Samples underwent a 1.5x AMPure cleanup, were quantified using a Quibt 2.0
Fluorometer and DNA HS Assay Kit (Thermo Fisher Scientific, Waltham, MA),
and normalized. Samples were ligated with adapters overnight at 4°C,
followed by an additional 1.5x AMPure cleanup, and transferred to a PCR
plate containing unique Illumina tag barcodes. Individual libraries were
pooled, fragment analyzed, and fragment size selected (400-700bp) using
BluePippin (Sage Science, Beverly, MA). Samples were sequenced on an
Illumina HiSeq 2000 platform with paired-end, 125bp reads. Several samples
sequenced at low coverage, and were re-sequenced with paired-end 125bp
reads on a single NextSeq run.

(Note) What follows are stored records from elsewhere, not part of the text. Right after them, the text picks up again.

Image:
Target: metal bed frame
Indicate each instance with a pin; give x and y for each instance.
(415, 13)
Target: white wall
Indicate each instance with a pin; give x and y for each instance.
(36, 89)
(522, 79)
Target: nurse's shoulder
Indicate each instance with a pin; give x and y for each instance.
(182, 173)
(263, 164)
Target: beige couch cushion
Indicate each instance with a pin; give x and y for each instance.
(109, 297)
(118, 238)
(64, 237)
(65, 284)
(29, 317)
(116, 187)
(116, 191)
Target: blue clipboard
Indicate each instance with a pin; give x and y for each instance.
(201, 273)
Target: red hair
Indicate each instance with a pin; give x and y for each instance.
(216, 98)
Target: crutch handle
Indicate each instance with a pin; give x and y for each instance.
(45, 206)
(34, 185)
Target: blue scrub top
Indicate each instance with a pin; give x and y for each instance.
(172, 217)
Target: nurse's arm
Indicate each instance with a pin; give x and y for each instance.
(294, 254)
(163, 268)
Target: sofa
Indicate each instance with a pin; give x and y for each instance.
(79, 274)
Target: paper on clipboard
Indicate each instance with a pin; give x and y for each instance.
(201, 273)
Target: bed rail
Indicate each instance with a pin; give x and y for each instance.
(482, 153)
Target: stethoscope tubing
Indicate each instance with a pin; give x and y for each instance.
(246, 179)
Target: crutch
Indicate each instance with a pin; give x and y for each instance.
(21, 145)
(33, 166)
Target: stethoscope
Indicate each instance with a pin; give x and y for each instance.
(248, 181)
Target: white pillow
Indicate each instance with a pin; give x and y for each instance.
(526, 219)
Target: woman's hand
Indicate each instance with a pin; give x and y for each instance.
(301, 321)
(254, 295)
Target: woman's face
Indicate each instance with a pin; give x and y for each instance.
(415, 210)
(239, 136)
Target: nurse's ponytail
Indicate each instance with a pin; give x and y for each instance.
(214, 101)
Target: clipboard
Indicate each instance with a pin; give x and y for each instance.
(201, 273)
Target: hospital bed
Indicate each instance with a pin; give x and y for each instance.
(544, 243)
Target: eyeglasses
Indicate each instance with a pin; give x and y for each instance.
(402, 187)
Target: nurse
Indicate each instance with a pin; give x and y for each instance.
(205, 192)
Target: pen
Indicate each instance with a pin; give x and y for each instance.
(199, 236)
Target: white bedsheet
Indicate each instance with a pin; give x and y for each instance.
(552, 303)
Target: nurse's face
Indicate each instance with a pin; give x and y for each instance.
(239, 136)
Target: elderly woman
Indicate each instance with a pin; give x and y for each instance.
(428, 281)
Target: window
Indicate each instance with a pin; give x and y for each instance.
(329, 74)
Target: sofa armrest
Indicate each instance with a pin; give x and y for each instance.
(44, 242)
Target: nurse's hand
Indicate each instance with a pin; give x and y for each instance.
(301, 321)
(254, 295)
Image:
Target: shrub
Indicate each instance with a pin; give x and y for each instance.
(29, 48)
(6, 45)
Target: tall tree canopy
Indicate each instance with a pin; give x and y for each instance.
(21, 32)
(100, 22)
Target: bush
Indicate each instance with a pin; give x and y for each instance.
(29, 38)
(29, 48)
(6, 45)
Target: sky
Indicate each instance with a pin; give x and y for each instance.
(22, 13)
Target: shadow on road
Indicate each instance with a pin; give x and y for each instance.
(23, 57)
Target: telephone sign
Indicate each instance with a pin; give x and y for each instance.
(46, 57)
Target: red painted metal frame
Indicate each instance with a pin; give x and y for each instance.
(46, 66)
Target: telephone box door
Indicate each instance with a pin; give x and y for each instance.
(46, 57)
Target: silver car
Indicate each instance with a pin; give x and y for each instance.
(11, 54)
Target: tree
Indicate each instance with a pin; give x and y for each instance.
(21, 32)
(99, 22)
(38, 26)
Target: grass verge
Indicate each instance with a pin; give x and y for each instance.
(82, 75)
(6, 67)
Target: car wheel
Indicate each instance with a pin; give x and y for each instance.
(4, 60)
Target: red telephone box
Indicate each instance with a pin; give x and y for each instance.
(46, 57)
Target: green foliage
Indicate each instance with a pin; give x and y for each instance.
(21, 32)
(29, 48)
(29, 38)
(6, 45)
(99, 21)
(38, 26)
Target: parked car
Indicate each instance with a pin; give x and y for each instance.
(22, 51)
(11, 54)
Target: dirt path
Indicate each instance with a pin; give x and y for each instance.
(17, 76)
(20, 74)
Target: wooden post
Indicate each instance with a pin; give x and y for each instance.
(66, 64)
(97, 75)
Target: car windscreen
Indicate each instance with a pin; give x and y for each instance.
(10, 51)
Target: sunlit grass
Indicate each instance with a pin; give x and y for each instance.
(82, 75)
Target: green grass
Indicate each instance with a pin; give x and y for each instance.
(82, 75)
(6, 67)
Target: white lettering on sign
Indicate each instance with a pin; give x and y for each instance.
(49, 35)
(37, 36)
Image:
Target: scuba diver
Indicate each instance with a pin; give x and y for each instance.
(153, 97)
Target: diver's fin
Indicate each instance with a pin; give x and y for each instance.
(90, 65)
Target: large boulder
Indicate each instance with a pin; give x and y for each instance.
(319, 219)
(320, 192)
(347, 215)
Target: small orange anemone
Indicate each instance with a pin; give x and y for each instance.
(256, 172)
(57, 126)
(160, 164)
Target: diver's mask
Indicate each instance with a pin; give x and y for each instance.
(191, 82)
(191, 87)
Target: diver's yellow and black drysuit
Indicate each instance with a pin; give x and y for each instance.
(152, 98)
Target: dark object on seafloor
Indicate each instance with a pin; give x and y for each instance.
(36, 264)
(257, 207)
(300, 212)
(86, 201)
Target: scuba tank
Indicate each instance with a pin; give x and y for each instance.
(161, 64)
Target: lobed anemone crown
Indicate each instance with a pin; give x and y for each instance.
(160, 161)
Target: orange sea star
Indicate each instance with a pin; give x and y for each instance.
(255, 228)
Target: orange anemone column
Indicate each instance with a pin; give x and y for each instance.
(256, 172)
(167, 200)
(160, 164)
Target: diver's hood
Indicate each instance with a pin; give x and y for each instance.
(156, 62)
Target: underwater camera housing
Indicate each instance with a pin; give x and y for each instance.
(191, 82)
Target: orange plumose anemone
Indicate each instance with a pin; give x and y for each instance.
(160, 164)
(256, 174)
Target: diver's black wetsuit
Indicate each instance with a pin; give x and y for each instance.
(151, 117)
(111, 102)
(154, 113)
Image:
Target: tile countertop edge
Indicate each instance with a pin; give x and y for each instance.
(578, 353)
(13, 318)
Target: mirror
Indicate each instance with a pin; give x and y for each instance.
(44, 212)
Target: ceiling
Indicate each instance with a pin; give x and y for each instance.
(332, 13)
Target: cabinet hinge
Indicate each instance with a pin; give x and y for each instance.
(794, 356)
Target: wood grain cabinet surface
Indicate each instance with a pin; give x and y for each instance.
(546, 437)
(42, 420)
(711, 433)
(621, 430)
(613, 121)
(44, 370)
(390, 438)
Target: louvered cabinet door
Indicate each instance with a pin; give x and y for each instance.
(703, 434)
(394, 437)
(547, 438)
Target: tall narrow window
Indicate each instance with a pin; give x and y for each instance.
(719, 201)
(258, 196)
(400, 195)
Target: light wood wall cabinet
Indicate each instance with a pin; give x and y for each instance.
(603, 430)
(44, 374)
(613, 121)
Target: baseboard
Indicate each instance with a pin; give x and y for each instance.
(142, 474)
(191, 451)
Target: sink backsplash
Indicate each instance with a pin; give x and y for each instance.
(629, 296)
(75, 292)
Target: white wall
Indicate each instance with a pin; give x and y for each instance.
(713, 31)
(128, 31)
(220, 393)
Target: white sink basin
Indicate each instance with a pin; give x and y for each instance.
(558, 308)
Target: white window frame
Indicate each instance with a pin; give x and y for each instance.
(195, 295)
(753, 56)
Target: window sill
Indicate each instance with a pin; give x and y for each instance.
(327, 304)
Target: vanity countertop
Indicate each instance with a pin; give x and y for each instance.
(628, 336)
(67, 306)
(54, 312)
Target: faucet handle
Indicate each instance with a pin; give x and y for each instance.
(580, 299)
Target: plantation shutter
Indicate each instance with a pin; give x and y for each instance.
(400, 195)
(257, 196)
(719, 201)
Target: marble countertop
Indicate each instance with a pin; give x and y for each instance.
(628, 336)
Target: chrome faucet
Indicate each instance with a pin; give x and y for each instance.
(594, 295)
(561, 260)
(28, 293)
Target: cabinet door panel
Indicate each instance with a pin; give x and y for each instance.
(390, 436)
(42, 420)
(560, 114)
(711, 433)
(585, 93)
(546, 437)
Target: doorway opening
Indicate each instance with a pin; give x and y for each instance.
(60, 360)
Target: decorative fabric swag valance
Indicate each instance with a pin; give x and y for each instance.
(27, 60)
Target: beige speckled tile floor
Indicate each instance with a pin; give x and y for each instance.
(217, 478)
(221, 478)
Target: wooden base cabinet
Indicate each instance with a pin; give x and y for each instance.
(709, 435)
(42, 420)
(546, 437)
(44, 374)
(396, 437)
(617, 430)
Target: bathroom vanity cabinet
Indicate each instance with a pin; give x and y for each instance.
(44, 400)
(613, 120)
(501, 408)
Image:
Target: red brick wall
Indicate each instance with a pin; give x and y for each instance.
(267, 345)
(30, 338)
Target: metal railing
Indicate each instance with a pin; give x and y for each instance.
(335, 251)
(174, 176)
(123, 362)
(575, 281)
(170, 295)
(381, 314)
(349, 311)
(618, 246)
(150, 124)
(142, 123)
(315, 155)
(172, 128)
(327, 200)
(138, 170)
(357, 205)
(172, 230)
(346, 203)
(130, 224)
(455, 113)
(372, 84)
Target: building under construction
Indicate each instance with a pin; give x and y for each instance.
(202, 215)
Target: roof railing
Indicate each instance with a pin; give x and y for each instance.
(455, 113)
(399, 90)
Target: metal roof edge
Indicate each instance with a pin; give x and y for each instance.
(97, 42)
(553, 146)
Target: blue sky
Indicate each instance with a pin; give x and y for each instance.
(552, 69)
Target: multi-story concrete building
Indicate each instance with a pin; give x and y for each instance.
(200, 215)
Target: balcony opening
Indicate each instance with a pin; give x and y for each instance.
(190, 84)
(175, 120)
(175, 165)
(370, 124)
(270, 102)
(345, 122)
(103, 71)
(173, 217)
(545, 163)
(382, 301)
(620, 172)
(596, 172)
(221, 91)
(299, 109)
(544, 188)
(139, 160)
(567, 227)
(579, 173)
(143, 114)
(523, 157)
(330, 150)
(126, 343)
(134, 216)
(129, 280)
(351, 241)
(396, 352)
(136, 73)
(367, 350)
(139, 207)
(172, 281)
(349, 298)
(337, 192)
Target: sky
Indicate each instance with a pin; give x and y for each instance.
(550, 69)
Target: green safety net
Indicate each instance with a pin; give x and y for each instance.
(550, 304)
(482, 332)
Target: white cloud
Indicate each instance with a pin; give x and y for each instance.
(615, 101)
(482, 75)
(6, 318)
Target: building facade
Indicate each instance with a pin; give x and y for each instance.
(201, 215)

Reads were combined across runs and
demultiplexed using BaseSpace software (Illumina, San Diego, CA).
This repository contains raw, short read ddRAD sequence data from
California (Callipepla californica) and Gambel's quail (Callipepla
gambelii) from both museum specimens and wild-caught individuals from a
hybrid zone between the two species in the deserts and mountains of
Southern California. The accompanying spreadsheet contains information on
the museum source or population from which each sample originated.